5) Watching videos online

Similar to the above but this time its video clips instead of streaming TV episodes or movies. If YouTube is your online entertainment staple then consider saving your favorites offline to watch them when you don't have internet access e.g. on the tube home from work etc.

6) Signing up for game trials

A lot of free-to-play online games let you sign up for free trials so that you can test them out before committing any money. That sounds like a good idea - but it's important to remember that the vast majority of these sites require you to be online to play them. If your trial turns out not to be your cup of tea, then you will have wasted data on something that wasn't of any use.

7) Browsing images & videos

Since they're less time-intensive than video clips or streaming TV episodes or movies, browsing pictures and viewing funny or interesting videos isn't necessarily careful with your data allowance. But if you do this excessively (particularly using sites such as Tumblr ) now is the perfect time to cut back since spare mobile data can easily mount up if you go overboard.


As you can see, many online activities will use up your data allowance - but there are ways of reducing the number of bytes that you're downloading.
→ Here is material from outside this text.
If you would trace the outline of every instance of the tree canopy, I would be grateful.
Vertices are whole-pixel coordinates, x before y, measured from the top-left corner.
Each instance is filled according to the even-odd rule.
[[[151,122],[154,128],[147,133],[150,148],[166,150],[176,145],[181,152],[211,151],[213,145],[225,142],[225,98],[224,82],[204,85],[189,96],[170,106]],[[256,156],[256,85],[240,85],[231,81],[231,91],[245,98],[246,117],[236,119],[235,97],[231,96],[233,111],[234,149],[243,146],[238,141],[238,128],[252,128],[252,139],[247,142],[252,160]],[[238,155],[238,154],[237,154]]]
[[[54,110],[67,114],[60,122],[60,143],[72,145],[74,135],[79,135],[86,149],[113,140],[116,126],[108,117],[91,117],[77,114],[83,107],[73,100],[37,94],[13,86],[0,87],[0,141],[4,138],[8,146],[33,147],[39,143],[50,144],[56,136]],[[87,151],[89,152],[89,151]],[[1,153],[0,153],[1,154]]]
Saving pictures and videos offline is one way; switching to apps that allow you to play games without an internet connection is another.

The key thing to remember is that it's not just activities such as downloading music or streaming TV programs or movies that can eat into your phone bill charges. As long as the internet is involved in some way, then using it excessively has the potential to result in high fees being added to your monthly bill at the end of the month.